Hawkscope appears as a hawk icon just next to your clock, so that's the system tray for Windows and the menu bar for Macs. For users with dark themes, the icon might be hard to see--look for an empty spot in between other icons. Click on it to make the menu appear, and you'll find pre-loaded options such as your profile folder, your local drive and any networked or external drives, and a Settings menu near the bottom. The menu is divided into the Quick Access list at the top, file system roots in the middle, and the Hawkscope menu at the bottom.

From Settings, you can customize much of the program. The General tab configures the icon theme independent of your operating system, a neat if simple little trick. The next tab, Quick Access, lets you add, remove, and reorder folders that appear at the very top of the Hawkscope menu. In my screenshot, you can see that I've set Blogs and Reviews and My Pictures to show up there. The Blacklist tab prevents certain folders or file types from appearing, while Network configures a proxy if you need one.

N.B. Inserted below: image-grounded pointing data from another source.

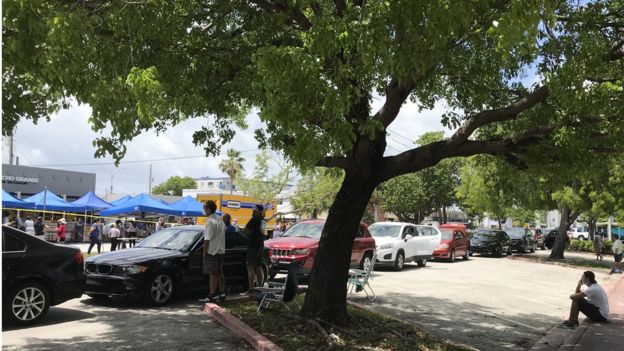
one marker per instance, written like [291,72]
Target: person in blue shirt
[94,235]
[229,228]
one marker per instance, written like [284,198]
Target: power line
[133,161]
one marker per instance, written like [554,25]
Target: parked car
[165,263]
[300,243]
[539,237]
[522,239]
[36,275]
[490,241]
[398,243]
[454,242]
[579,233]
[551,235]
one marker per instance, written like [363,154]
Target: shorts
[213,263]
[591,311]
[254,255]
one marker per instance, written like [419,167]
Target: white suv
[398,243]
[579,233]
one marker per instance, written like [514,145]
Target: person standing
[617,255]
[227,220]
[214,251]
[160,224]
[256,245]
[592,301]
[30,226]
[40,227]
[61,231]
[114,234]
[94,236]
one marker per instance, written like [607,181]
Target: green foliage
[174,186]
[262,186]
[316,191]
[232,166]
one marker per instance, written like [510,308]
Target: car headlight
[133,269]
[300,252]
[386,246]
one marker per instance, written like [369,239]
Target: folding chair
[280,293]
[359,281]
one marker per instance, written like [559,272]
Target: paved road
[488,303]
[87,324]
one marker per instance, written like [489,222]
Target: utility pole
[150,180]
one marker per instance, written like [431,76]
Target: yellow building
[239,207]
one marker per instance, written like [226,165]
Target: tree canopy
[174,186]
[523,80]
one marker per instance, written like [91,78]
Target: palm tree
[232,166]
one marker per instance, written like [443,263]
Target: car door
[411,245]
[13,252]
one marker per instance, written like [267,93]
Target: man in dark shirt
[255,247]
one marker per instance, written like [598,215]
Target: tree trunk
[567,218]
[327,293]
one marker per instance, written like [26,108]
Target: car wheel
[160,289]
[366,262]
[399,262]
[27,303]
[498,251]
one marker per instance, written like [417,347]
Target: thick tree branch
[333,162]
[491,116]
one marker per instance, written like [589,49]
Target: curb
[450,342]
[256,340]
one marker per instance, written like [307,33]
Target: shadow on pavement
[471,324]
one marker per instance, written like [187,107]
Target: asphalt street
[488,303]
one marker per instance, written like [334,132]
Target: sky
[66,143]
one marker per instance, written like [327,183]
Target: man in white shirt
[592,301]
[214,251]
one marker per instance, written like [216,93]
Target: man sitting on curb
[592,301]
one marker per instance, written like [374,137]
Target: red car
[455,242]
[301,242]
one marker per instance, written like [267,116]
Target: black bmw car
[165,263]
[487,241]
[36,275]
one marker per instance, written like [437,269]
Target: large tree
[232,166]
[174,186]
[312,69]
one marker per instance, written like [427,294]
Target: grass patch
[574,261]
[366,331]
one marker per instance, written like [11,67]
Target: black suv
[522,239]
[489,241]
[36,275]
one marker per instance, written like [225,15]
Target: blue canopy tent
[142,205]
[188,206]
[8,201]
[91,202]
[49,201]
[120,200]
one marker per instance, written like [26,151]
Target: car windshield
[181,239]
[308,230]
[384,230]
[515,232]
[485,234]
[446,234]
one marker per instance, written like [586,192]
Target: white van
[399,242]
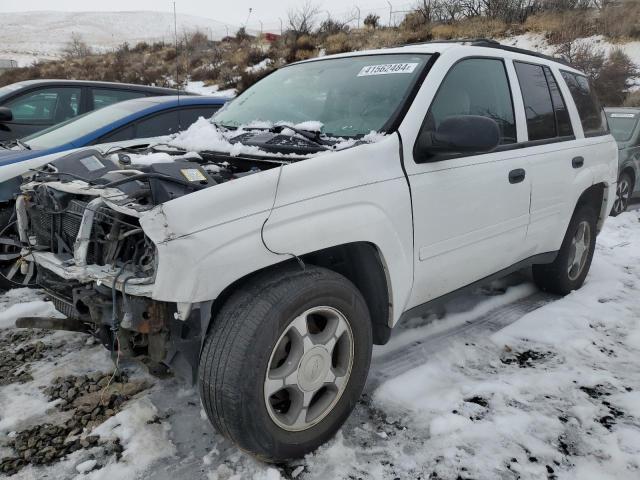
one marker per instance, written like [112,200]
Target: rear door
[471,211]
[41,108]
[561,150]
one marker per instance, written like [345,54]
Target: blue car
[143,118]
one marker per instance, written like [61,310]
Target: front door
[471,211]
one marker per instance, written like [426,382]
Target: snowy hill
[42,35]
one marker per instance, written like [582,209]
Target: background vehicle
[625,127]
[270,277]
[30,106]
[142,118]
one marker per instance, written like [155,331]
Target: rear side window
[475,86]
[592,116]
[46,106]
[159,125]
[541,123]
[103,97]
[563,121]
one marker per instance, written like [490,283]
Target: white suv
[325,204]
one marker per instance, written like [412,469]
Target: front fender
[210,239]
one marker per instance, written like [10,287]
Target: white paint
[468,220]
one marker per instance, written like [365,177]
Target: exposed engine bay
[79,221]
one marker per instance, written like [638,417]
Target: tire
[255,343]
[571,266]
[624,191]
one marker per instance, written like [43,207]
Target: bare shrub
[302,20]
[372,20]
[77,47]
[477,27]
[611,75]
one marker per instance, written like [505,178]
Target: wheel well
[361,263]
[595,196]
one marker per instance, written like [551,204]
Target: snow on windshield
[203,135]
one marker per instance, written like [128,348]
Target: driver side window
[475,86]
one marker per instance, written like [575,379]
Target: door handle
[517,175]
[577,162]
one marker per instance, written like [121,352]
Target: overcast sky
[231,11]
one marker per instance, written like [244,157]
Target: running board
[52,323]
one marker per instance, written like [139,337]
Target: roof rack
[489,43]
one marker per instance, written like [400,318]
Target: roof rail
[489,43]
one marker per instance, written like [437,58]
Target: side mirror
[6,115]
[460,134]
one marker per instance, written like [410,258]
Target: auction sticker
[387,69]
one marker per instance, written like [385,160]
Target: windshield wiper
[313,137]
[22,144]
[13,142]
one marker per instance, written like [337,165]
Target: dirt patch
[47,444]
[91,399]
[525,359]
[17,352]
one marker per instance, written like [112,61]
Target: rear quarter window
[592,117]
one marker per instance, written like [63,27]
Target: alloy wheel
[309,368]
[579,252]
[623,194]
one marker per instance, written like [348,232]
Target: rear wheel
[624,191]
[570,268]
[286,361]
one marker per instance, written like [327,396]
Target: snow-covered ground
[510,383]
[537,42]
[30,36]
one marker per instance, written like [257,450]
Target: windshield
[78,127]
[349,96]
[622,125]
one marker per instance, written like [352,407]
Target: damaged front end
[79,222]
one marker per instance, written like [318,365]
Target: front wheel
[570,268]
[286,361]
[624,191]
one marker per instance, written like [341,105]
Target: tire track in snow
[389,364]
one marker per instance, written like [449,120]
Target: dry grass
[479,27]
[225,63]
[633,99]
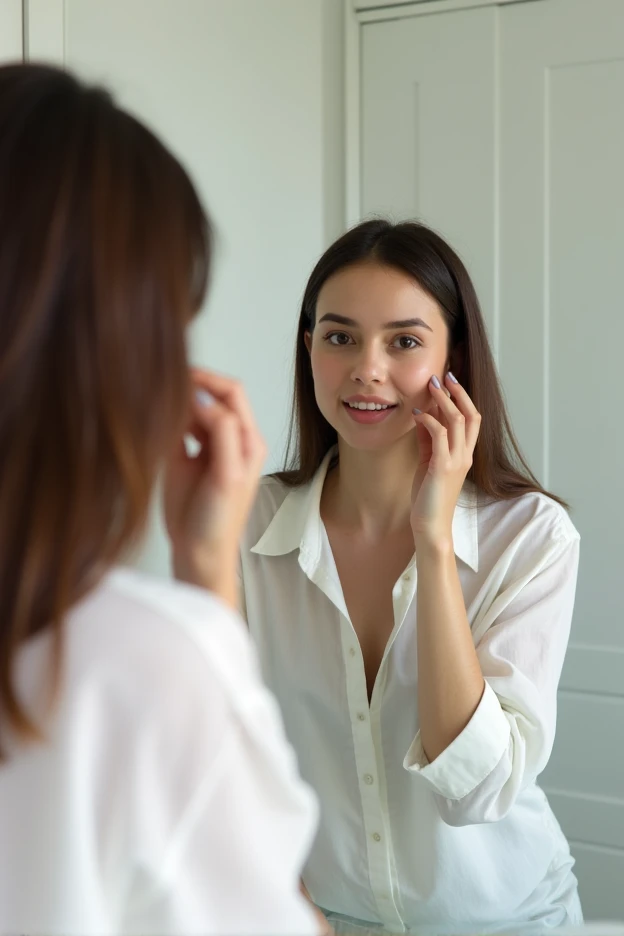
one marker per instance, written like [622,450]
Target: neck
[371,491]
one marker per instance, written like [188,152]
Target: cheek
[326,371]
[414,379]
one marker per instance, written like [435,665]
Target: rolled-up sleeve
[508,741]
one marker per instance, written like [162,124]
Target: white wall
[10,30]
[249,94]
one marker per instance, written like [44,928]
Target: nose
[368,367]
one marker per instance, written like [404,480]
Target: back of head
[104,256]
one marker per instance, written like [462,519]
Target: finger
[453,417]
[231,394]
[465,405]
[440,452]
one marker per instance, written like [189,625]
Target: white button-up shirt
[468,840]
[164,799]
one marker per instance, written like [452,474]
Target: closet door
[561,348]
[503,126]
[427,130]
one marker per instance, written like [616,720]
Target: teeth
[370,406]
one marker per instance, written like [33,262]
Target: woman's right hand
[208,496]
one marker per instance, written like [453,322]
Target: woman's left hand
[447,436]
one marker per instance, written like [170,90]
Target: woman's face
[378,340]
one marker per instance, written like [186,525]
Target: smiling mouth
[370,406]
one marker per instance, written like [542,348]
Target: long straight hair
[499,469]
[104,259]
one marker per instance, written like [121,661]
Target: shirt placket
[376,819]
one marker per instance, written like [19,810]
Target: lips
[369,413]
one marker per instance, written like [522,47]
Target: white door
[561,347]
[10,30]
[503,127]
[427,125]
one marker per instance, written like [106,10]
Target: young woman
[145,783]
[410,586]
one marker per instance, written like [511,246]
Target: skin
[406,472]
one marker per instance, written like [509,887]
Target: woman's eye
[338,338]
[406,342]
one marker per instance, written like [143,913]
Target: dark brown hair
[104,259]
[499,469]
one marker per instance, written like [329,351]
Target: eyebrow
[404,323]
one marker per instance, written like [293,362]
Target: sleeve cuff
[468,759]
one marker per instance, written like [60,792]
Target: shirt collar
[297,522]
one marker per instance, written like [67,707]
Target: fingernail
[204,398]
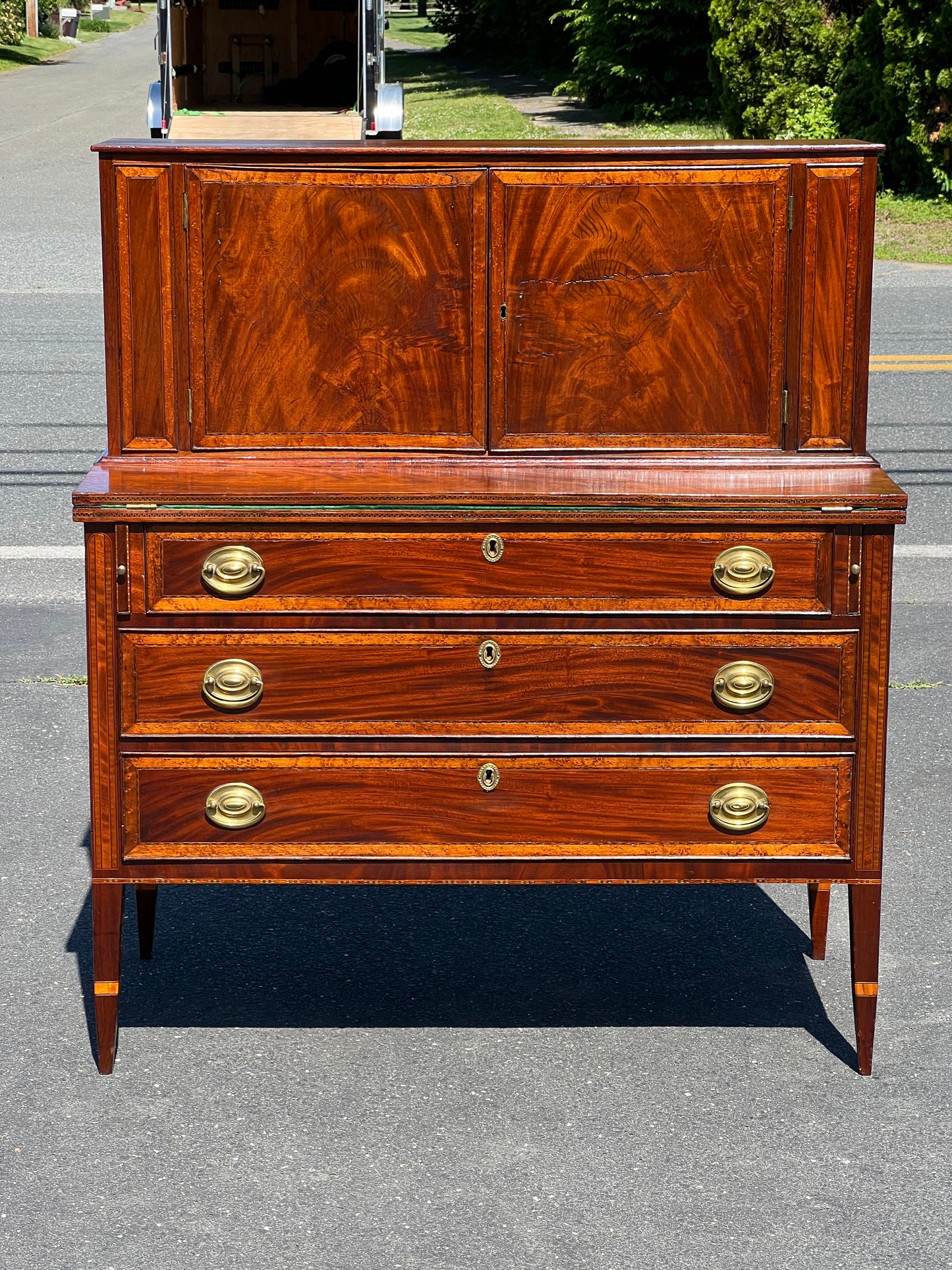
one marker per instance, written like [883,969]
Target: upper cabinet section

Plugins is the following tab, and that's where Hawkscope starts to get interesting. As you can see from my screenshot, I've added the Gmail and search Google plugins. Hit the Get Plugins button to open up the Hawkscope plugins Web page, and download any of the plugins that interest you into the Hawkscope plugin folder. Once you've clicked the Reload Plugins button, you should see what you've just installed in your plugin list. Hit OK and they should appear at the top of the main Hawkscope navigation.

Hawkscope provides users with useful system integration, including proxies and custom configuration. (Credit: Screenshot by Seth Rosenblatt/CNET)

The Gmail plugin shows all your new e-mail in a drop-down list, which is tolerable but overwhelming when you've got a large number of them. Click on one to open it in a new browser window. I noticed that the plugin has problems switching between Gmail accounts, and--somewhat scarily, for secuity reasons--kept accessing one account, even when the user name and password had been replaced by another account.

The Search Google plugin works better, with a desktop-based search field that opens for you to enter your query. Hit Enter and it opens a new Web page with your Google search results. Currently, the small list of plug-ins supports two others that I didn't test: Tweeting from Hawkscope, and executing commands from the main menu.

I like that Hawkscope is taking another look at reinvigorating the context menu format, but the way it's done feels awkward at times. If you have a deep tree of folders and you haven't pre-programmed your most commonly-used ones to the Quick Access menu, it can take a lot of time to find what you're looking for. Hawkscope would be more useful, too, were it hot key accessible. Keyboard junkies could pull up the menu with quick combo and then use the arrow keys to maneuver. As it stands, it's an interesting way of browsing your files, but mostly because it's available on the major operating systems.